Genre: Fantasy, friendship, romance.

Cast: Yoo Seonho, Lai Guanlin, other produce 101 season 2 trainees.

Summary: Mulai sekarang, ada dua hal yang tidak disukai Yoo Seonho. Jauh dari rumah, dan orang aneh.

unedited ; typos

.

.

.

Lelaki itu terus memutar otaknya, memikirkan bagaimana cara ia harus membujuk sang Ibu yang sejak beberapa hari yang lalu memaksanya agar masuk Seoul Highschool. Asal kau tau, sekolah itu berbasis asrama. Jadi, tentu dengan alasan agar anaknya ini bisa hidup mandiri.

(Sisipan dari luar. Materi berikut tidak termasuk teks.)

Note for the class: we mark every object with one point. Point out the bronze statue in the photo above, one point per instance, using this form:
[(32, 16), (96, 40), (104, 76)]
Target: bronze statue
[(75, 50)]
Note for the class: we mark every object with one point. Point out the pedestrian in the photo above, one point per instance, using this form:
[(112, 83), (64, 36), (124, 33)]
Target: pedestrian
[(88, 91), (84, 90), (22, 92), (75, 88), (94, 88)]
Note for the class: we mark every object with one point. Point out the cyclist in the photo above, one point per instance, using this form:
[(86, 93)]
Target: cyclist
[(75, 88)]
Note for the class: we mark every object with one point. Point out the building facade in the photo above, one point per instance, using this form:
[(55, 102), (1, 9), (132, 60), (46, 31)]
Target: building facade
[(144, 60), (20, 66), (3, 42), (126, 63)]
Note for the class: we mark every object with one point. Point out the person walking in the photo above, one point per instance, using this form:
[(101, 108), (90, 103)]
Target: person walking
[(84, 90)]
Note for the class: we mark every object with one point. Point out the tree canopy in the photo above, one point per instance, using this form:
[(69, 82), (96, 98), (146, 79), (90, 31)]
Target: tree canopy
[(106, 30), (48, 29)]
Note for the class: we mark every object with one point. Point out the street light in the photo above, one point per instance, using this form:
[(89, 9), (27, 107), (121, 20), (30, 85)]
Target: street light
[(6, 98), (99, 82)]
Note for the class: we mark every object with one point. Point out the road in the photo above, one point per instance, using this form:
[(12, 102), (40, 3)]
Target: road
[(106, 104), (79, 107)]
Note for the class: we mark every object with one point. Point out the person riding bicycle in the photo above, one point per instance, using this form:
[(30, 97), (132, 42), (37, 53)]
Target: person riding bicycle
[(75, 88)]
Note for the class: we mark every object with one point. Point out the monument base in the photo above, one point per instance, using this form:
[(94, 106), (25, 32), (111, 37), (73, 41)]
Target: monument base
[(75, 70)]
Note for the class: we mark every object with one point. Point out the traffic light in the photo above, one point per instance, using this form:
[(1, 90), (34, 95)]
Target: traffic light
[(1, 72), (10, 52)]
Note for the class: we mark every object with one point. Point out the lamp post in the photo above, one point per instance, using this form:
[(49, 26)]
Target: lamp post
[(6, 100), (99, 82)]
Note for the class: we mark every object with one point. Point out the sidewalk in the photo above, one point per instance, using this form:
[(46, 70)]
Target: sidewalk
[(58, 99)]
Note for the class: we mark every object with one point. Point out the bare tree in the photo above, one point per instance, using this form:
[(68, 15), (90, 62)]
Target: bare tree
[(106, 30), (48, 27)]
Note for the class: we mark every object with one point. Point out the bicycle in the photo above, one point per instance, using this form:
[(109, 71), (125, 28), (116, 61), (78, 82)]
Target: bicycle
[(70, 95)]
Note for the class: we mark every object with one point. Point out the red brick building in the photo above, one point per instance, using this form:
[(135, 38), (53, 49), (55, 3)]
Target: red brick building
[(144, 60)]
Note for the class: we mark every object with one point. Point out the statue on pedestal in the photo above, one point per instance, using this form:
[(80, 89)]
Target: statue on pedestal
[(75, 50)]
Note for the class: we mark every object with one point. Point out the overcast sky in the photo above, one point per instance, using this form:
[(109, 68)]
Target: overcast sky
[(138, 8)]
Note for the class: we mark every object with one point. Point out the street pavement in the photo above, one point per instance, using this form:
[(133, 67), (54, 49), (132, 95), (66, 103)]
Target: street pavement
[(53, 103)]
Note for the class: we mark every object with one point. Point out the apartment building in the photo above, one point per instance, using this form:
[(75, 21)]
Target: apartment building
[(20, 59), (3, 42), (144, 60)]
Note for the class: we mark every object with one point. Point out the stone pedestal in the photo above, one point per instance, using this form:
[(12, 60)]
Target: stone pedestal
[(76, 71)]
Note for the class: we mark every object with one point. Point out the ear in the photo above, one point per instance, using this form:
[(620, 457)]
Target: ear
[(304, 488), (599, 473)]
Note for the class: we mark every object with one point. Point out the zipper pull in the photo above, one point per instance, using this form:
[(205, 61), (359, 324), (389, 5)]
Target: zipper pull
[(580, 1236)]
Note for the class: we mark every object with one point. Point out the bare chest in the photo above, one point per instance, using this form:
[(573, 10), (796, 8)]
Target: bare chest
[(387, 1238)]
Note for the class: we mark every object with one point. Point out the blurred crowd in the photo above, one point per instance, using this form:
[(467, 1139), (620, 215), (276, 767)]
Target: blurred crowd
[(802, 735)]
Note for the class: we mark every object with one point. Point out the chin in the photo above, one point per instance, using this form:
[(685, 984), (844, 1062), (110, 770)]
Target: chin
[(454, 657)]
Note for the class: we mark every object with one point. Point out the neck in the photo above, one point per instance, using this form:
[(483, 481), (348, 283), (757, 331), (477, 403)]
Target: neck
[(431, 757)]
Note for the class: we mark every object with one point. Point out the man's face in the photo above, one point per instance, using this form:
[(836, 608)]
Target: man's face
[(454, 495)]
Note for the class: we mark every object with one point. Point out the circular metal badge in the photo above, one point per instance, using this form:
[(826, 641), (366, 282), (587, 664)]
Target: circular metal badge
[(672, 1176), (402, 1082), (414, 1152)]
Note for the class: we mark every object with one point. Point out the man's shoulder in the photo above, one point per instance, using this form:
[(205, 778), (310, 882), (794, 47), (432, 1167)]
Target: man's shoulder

"Apakah aku kurang mandiri?" Ia bertanya pada dirinya, tentu ia sendiri sudah mengetahui jawaban dari pertanyaan tersebut. Selama ini dia merasa tidak merepotkan Ibu. Well, itu apa yang dipikirkannya–

Hanya ada dua pilihan, dan keduanya berada pada tangan Seonho, anak itu. Semua hal tentu memiliki resiko masing-masing, bukan? Tidak terkecuali pilihan-pilihannya.

Mari kita jabarkan,

1. Jika ia (semoga) menemukan alasan yang tepat untuk menolak perintah Ibunya, pasti dia akan kena marah dan kemungkinan besar Ibu tidak akan segan mengirimnya sendirian dengan pesawat untuk hidup di negera orang. Itu terdengar sama saja, kan? Tapi, keuntungannya adalah Ibu mungkin saja menjenguknya tiga bulan sekali. Setidaknya, itu terdengar sedikit menyenangkan.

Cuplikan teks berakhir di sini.